‘Ezemvelo must make money’

2010-11-18 00:00

EZEMVELO KZN Wildlife was given a stern warning by the provincial finance committee to get its act together and start generating money.

This was after it had failed to respond in writing to a committee resolution asking how the conservation body plans to become more financially self-sustainable.

During last year’s mid-term review, the committee heard of buildings in wildlife parks that were in a state of disrepair, poor collection of gate fees and broken-down vehicles.

Finance committee chairperson Belinda Scott said that with the pressures for funds for health and education, there will be less money for conservation.

As it is, she added, Ezemvelo gets the highest amount of government funding compared to other conservation bodies in the rest of the country.

Scott acknowledged that Ezemvelo CEO Dr Bandile Mkhize was not at the helm when the resolution was passed, but he had been appointed from the Kruger National Park and she hoped that his knowledge gained through national conservation would make a difference in the province.

Jo-Ann Downs of the African Christian Democratic Party said, “We love our country’s wildlife, but the realities are that unless we become sustainable, it is going to all disappear. You absolutely have to generate your own income.”
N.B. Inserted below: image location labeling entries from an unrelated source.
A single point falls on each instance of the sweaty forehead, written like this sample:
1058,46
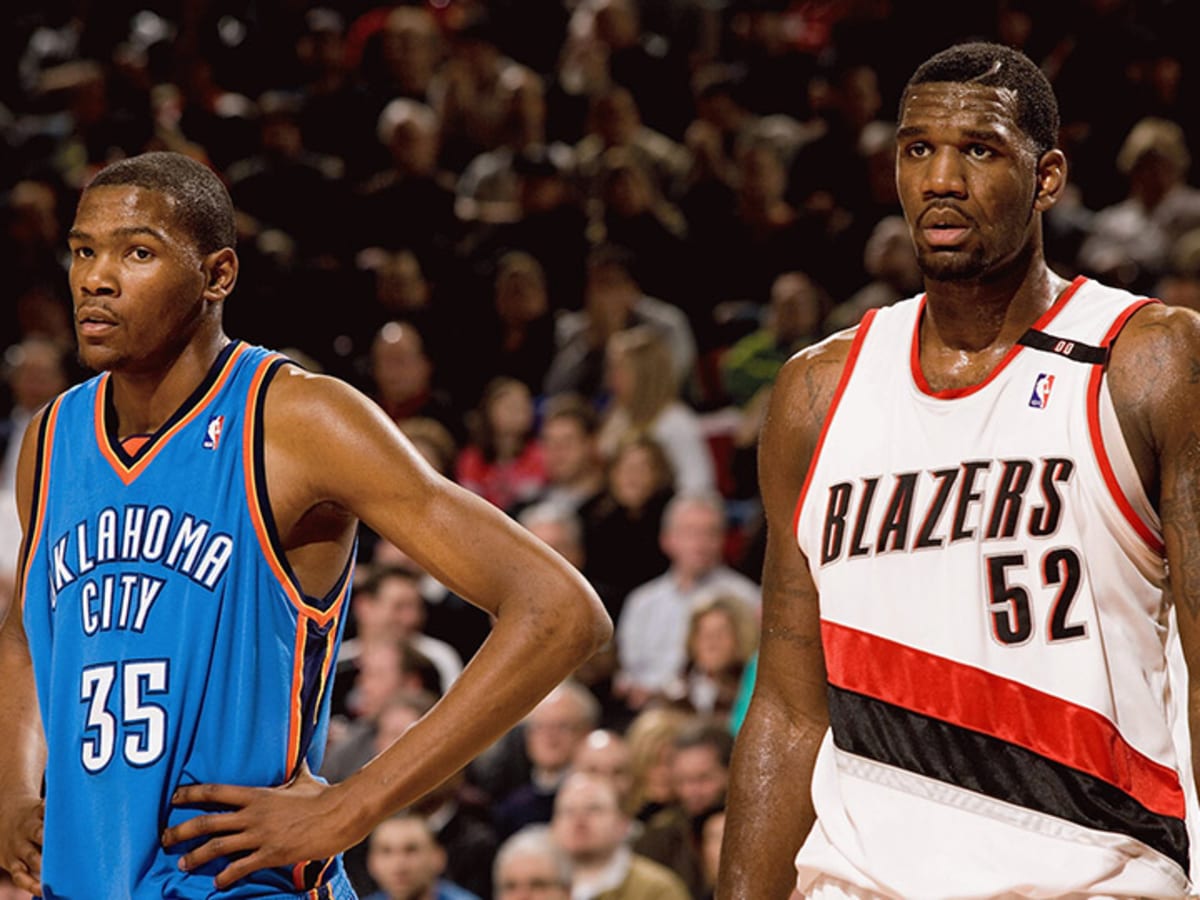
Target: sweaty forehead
951,103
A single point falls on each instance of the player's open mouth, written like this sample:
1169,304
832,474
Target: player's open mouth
945,235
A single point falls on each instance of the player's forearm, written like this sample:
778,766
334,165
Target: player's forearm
538,640
23,748
769,804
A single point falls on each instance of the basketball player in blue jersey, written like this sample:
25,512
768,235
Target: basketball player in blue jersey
190,520
982,585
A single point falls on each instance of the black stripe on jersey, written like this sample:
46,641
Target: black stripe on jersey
1065,347
35,503
324,603
978,762
316,646
196,396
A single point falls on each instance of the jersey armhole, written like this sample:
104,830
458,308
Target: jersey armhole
846,371
1111,453
322,610
33,535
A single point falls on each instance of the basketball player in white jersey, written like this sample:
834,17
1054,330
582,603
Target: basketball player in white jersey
982,587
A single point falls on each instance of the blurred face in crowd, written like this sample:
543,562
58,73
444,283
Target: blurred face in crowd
511,411
405,858
588,822
568,448
529,876
605,755
399,364
635,477
394,611
714,642
694,539
521,292
699,778
379,676
553,731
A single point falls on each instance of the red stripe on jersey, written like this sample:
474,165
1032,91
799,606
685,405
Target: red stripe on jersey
1006,709
864,325
1140,526
1044,319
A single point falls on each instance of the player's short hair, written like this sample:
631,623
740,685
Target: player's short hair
994,65
199,198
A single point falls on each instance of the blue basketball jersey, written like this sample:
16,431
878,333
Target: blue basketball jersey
171,640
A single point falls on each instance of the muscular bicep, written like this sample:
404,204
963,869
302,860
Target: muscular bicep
791,663
1155,379
333,445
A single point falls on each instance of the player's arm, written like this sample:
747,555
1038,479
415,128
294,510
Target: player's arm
1155,381
339,448
771,805
23,748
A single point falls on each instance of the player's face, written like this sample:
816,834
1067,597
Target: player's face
138,282
967,179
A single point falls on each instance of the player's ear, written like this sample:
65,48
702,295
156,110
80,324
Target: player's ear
221,269
1051,179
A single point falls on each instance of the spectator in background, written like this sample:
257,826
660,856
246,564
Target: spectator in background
892,263
516,336
700,775
646,401
615,123
409,202
592,827
651,738
723,635
552,732
283,187
652,634
621,529
1132,240
606,754
407,863
402,376
791,322
635,215
575,474
503,461
529,865
615,301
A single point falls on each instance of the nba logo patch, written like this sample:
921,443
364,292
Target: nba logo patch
1041,396
213,433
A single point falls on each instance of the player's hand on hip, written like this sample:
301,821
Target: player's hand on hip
21,841
265,827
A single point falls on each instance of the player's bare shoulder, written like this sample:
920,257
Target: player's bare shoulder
807,383
1155,366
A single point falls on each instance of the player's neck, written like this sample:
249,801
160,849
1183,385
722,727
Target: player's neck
145,399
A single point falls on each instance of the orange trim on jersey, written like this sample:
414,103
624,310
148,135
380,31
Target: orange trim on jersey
1044,319
988,703
864,325
258,515
127,473
295,702
37,514
1144,529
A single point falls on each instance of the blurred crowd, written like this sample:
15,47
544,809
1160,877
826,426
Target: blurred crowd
565,245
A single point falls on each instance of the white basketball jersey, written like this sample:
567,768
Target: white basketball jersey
1006,688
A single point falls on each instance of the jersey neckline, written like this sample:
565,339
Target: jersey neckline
918,375
129,466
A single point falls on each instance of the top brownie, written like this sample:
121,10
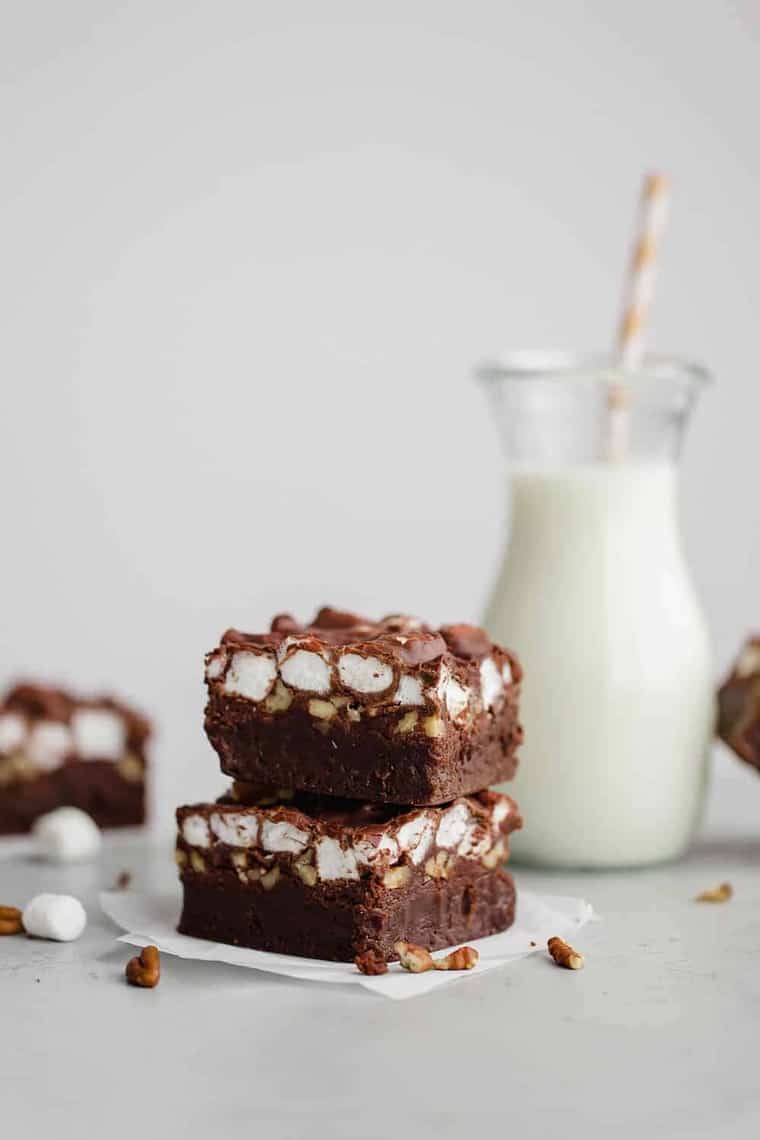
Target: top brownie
389,711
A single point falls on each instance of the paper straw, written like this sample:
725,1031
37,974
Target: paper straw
639,291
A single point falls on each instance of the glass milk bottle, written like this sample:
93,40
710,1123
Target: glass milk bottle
596,599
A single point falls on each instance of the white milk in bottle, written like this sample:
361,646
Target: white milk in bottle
596,599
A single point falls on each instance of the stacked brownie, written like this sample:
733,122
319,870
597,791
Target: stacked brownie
357,816
58,750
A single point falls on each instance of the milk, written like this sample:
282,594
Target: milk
618,695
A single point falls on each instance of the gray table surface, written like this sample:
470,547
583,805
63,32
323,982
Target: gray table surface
660,1032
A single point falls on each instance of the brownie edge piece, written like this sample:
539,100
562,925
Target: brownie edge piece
346,879
390,711
738,701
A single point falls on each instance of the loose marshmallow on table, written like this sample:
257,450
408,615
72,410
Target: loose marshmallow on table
66,836
60,918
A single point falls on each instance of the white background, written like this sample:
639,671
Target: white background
250,255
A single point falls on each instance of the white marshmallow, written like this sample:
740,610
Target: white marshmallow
491,682
365,674
456,697
48,744
307,670
500,812
280,836
215,666
452,825
416,837
251,675
66,836
749,661
99,734
335,863
238,829
13,730
195,831
58,917
409,691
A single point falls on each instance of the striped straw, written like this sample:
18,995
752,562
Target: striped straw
639,292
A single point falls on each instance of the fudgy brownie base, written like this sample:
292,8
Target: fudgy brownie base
336,921
373,763
96,787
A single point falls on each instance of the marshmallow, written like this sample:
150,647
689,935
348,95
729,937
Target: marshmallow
13,730
66,836
365,674
238,829
409,691
58,917
307,670
452,825
195,831
491,682
280,836
335,863
99,734
251,675
48,744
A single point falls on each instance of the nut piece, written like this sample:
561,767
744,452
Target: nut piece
308,873
321,710
438,865
415,959
145,969
397,877
10,920
463,959
720,894
372,963
564,954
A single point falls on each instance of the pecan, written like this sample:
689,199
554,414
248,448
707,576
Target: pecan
720,894
415,959
10,920
463,959
370,962
564,954
145,969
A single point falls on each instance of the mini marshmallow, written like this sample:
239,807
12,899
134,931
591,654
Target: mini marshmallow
215,666
48,744
365,674
307,670
66,836
238,829
13,730
335,863
195,831
280,836
99,734
251,675
60,918
491,682
409,691
452,825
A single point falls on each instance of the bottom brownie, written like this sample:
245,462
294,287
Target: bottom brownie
337,921
332,879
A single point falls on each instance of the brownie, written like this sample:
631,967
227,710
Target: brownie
332,879
57,750
738,701
390,711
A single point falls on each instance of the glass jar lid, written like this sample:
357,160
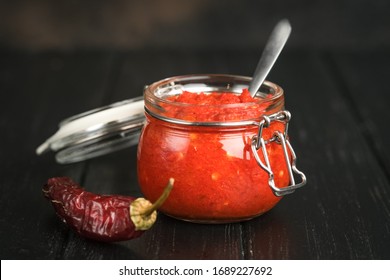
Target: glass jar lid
97,132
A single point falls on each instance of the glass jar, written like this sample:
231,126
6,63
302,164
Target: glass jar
230,162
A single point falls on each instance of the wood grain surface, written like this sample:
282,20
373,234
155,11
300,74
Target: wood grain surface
339,102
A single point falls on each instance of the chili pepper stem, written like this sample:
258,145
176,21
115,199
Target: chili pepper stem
149,210
143,213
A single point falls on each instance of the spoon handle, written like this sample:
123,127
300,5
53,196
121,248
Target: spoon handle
274,46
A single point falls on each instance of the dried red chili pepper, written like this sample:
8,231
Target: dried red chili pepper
106,218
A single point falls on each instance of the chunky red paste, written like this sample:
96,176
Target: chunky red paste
217,178
215,106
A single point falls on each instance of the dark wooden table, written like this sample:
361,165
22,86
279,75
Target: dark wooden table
340,131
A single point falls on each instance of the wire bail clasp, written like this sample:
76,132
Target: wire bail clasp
281,138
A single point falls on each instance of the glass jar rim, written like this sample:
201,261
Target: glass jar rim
156,93
171,82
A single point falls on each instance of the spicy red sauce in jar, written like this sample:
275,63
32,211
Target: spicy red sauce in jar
199,130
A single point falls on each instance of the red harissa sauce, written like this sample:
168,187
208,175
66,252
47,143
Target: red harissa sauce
217,178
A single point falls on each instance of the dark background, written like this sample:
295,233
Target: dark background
121,24
60,58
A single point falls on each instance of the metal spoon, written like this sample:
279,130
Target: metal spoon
272,49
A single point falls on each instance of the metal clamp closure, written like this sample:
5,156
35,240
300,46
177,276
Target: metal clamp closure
281,138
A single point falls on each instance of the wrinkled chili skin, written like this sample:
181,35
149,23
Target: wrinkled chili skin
99,217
Scott said she would get agriculture portfolio committee member Henry Combrinck to speak to Mkhize. “He will lecture you for hours on revenue from hunting. Instead of culling, you can open up to hunters. I know because I’ve had to listen to him,” she added.

The finance chairperson said the committee is not expecting miracles overnight, but it needs to see some improvements, otherwise the situation will get so bad that it will become unaffordable to put right.

Mkhize said Ezemvelo has made a start in becoming sustainable.

It has appointed a business improvement manager and has a plan to lessen the reliance on government money.

The finance committee also learnt that R1 million was spent on rhino poaching intelligence and R8,6 million was set aside to replace vehicles.

A further R7 million went on building and refurbishments — the first time that such a big budget has been allocated to buildings.